Quand madame Grandville eut bien admiré la bonne mine de la petite convalescente, la jolie vue qu'on avait sous le grand cerisier, la maison tout entourée de verdure, elle proposa à Sylvanie de venir avec elle jusqu'à la voiture pour y prendre quelques provisions qu'elle avait apportées.
— Si vous pouvez, lui dit-elle, nous donner vers la fin de l'après-midi quelque chose à manger, nous resterons un peu, et je dirai au cocher d'aller au village voisin et de revenir nous prendre avant la nuit.
— J'ai du lait de ma chèvre, du pain noir et du fromage, répondit Sylvanie, un peu inquiète de la modestie de ses ressources.
— Oh! alors nous ne manquerons de rien et si réellement cela ne vous gêne pas nous resterons.
Le cocher fut donc congédié et madame Grandville entra avec la jeune fille dans la maison.
Elle fut enchantée de l'ordre et de la propreté qui y régnaient, mais elle ne fit pas de compliments à Sylvanie, car celle-ci était si naturellement aimable et distinguée que l'on ne pouvait s'étonner que tout, autour d'elle, portât le même cachet.
La vieille grand'mère était assise sur une chaise près d'une fenêtre.
— Elle est très sourde, dit Sylvanie.
— Oh! cela ne m'empêchera pas de causer avec elle. J'ai une bonne voix pour me faire entendre des oreilles les plus dures.
Lorsque la grand'mère, qui ne s'était pas doutée de l'arrivée d'une voiture, eut compris à peu près qui était la visiteuse, celle-ci entama avec elle une conversation qui, bien qu'un peu pénible, marchait pourtant d'une manière tout à fait satisfaisante. Au bout d'une demi-heure madame Grandville était au courant de tout ce qui concernait Sylvanie et sa grand'mère. Elle prenait tant d'intérêt à ce que celle-ci lui racontait sur l'activité, le savoir-faire, la vaillance de sa petite-fille, que, tout heureuse d'être écoutée ainsi, la bonne dame aurait volontiers parlé jusqu'au soir.
Madame Grandville avait apporté ses crayons et elle voulut en profiter pour faire un croquis de la vieille petite maison à moitié cachée par les grands arbres qui, au premier coup d'oeil, l'avait frappée comme digne de figurer dans son album.

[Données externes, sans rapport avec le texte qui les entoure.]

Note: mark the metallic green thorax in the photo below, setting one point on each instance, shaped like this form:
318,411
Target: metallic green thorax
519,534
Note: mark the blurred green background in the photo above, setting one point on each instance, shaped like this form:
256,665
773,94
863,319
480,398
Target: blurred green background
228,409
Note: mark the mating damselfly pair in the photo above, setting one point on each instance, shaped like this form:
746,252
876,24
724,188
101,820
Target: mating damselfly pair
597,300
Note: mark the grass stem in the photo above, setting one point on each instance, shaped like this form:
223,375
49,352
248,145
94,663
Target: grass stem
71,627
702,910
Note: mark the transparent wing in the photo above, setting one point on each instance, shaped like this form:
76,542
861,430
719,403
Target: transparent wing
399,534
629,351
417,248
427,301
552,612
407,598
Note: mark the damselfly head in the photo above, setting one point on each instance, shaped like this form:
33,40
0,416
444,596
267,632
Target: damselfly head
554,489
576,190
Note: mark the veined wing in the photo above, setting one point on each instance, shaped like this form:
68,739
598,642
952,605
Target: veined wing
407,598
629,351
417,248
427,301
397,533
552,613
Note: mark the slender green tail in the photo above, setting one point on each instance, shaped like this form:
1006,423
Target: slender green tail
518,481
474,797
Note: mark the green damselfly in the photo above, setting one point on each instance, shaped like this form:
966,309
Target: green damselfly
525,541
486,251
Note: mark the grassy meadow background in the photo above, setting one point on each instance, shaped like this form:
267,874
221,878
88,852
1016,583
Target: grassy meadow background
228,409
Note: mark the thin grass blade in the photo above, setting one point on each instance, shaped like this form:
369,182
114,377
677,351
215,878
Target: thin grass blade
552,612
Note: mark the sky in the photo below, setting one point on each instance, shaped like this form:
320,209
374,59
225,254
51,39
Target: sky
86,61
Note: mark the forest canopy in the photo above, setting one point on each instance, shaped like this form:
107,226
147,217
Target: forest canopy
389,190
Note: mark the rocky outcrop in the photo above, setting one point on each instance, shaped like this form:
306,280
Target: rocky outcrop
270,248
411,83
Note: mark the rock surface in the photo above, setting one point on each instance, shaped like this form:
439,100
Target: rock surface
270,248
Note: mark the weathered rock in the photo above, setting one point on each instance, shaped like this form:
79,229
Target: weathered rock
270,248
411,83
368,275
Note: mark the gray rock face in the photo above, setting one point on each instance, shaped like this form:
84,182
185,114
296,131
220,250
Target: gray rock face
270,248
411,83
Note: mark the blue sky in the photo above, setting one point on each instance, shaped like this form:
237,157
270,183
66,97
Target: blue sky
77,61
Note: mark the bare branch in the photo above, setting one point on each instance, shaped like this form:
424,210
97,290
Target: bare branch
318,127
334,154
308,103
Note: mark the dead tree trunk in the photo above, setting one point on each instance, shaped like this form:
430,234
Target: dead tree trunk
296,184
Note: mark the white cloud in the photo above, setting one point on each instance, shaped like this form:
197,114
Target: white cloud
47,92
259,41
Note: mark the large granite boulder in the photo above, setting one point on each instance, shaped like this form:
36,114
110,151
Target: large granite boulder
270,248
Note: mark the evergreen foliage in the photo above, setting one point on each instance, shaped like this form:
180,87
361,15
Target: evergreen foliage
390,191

Elle choisit le point de vue le plus pittoresque et se mit à l'oeuvre. La vieille dame, flattée de ce qu'on faisait "le portrait de sa maison," vint sur le seuil pour jouir de la vue de l'artiste; Sylvanie allait et venait pour ses préparatifs, et sous le grand cerisier caché par un angle du mur, on entendait les voix de trois enfants qui causaient.
Petite mère n'était plus du tout intimidée. Elle avait la main dans celle d'Edith et la regardait avec des yeux brillants. Celle-ci avait trouvé place dans le grand fauteuil à côté d'elle et Charlot se tenait assis par terre à leurs pieds. Si ce n'avait été son admiration pour "la petite dame" il n'aurait certainement jamais abandonné la fontaine pour se tenir si tranquille et pendant si longtemps!… Ils étaient plongés dans une conversation qui les absorbait tous les trois. Petite mère racontait qu'elle avait demandé au bon Dieu de dire à ceux qui la croyaient coupable qu'elle n'avait pas volé, et elle ajoutait en regardant Edith de ses yeux pensifs:
— Il le savait bien, n'est-ce pas?
— Je le crois bien qu'il le savait. Il sait tout, même ce que nous ne disons à personne. Pauvre Fleurette, quand je pense que c'est moi qui suis cause que tu as été si malheureuse… Pourtant je ne croyais pas mal faire en te donnant ma pièce d'or. Mais maintenant tu n'y penseras plus, n'est-ce pas? Tu n'es pas fâchée contre moi!…
— Mais, dit Charlot qui n'avait écouté que les premiers mots, je voudrais pourtant bien qu'on me dît comment le bon Dieu pouvait le savoir.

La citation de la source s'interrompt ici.